Ce à quoi le public assiste peut dans ce cas dépasser la simple émotion, quelle qu'elle soit, et le cadre du support concerné. Dans ce cas précis, l'œuvre va bien au-delà du rôle pour lequel on a payé. Il ne s'agit là aucunement d'une manifestation d' « Art », terme employé obsessionnellement par de nombreuses personnes bien incapables d'en donner une définition claire et complète. On serait plus proche de la « catharsis », une purification des émotions par la fiction. L’œuvre, fruit des entrailles de son auteur, se détache entièrement de la vision qu'en a ce dernier pour devenir un objet autonome, que le public peut s'approprier entièrement et le mettre en relation avec son propre vécu, sa propre vision des thèmes abordés et la faire évoluer ou résonner avec. Voilà comment atteindre l'intime chez le plus grand nombre. J'en profite pour citer trois films qui me viennent à l'esprit sur ce sujet passionnant. The neverending story, ou L'histoire sans fin, a certes un peu vieilli (kitch alert !) et s'adresse à un public assez jeune mais explicite assez bien l'importance de l'interaction entre le lecteur et l'histoire lue, son investissement et la satisfaction qu'il peut en tirer. El espiritu de la colmeña, ou L'esprit de la ruche, est nettement plus exigent et d'une intelligence confondante à propos du rôle des fictions dans la construction d'une personnalité et sa vision du monde. Et enfin The fall, qui orne l'en-tête de ce dossier, est essentiellement célèbre pour ses sublimes décors naturels.
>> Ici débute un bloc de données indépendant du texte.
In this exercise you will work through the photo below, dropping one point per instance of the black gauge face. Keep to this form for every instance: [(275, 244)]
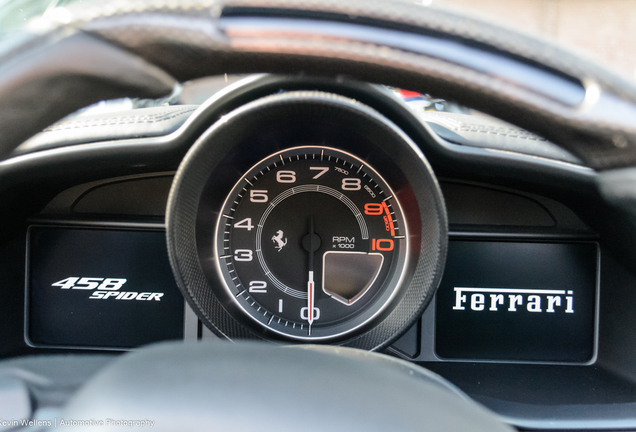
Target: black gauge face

Il montre surtout un dialogue entre une jeune fille et un adulte, sans point commun et a priori rien à se dire, rendu possible grâce à la fiction. Leur imaginaire sert de catalyseur pour communiquer et leur permet de laisser derrière eux une période douloureuse de leur existence (soit une définition de la catharsis à peu de choses près).

Et c'est cet aspect en particulier qui semble avoir été délaissé par les studios japonais au profit d'une course-poursuite technologique perdue d'avance face aux studios nord-américains. Comment des moyens en constante augmentation ont conduit à un effondrement de l'ambition des développeurs ? On peut, au passage, établir à ce sujet un parallèle avec le débat autour de l'apport de la 3D au cinéma, qui a certes permis à Gaspar Noé de filmer une éjaculation en 3D, mais n'a rien apporté, ou presque, en terme d'univers fictionnel ou de mise en scène. L'iconique Final Fantasy VII transpirait l'ambition de toutes ses pores, prenant souvent le risque de se casser la gueule, et se vautrant parfois méchamment, mais il essayait des choses au-delà des recettes habituelles et on devine aisément que les développeurs ont cherché à faire le meilleur jeu possible, même si parfois cela interfère avec le cahier des charges imposé pour rentabiliser le développement du jeu. C'est vrai bien sûr pour les cinématiques, bluffantes pour l'époque, mais également pour l'histoire, les personnages, l'univers ou encore certaines scènes. On peut légitimement se poser la question des bonnes et des mauvaises raisons du succès d'une œuvre comme FFVII. Néanmoins, le fait d'essayer sincèrement de sortir le public de sa zone de confort, sans rechercher l'originalité pour l'originalité, est un prérequis pour le marquer durablement. Cette volonté semble s'être progressivement étiolée au fil des années, malheureusement.

Par quels moyens, en particulier les moyens propres aux jeux vidéo, certains J-RPG subliment-ils une fiction qui s'inscrit durablement dans les mémoires de ceux qui y ont joué ? Je vais m'intéresser ici à cinq J-RPG réputés pour leur dimension fictionnelle (entre autres), même s'ils sont parfois clivants sur ce sujet. Ils datent tous de la même période, aux alentours de la deuxième moitié des années 90. À chaque fois, je vais me pencher sur un aspect en particulier de la fiction dans le RPG, et je vais analyser en détails quelques scènes pour étudier ce qui fait leur réussite et leur importance dans le jeu. Parfois, l'analyse d'un seul screenshot donne accès à une information. Le gameplay et les graphismes seront donc, au mieux, périphériques, et les textes seront remplis de spoilers ! Ils risquent même de n'avoir guère d'intérêt pour ceux qui n'ont pas déjà fait les jeux en question, mais il n'est pas requis d'avoir fait les jeux récemment.

Tout ce qui est écrit n'engage que moi, bien entendu, même si parfois j'essaie de deviner les intentions des auteurs.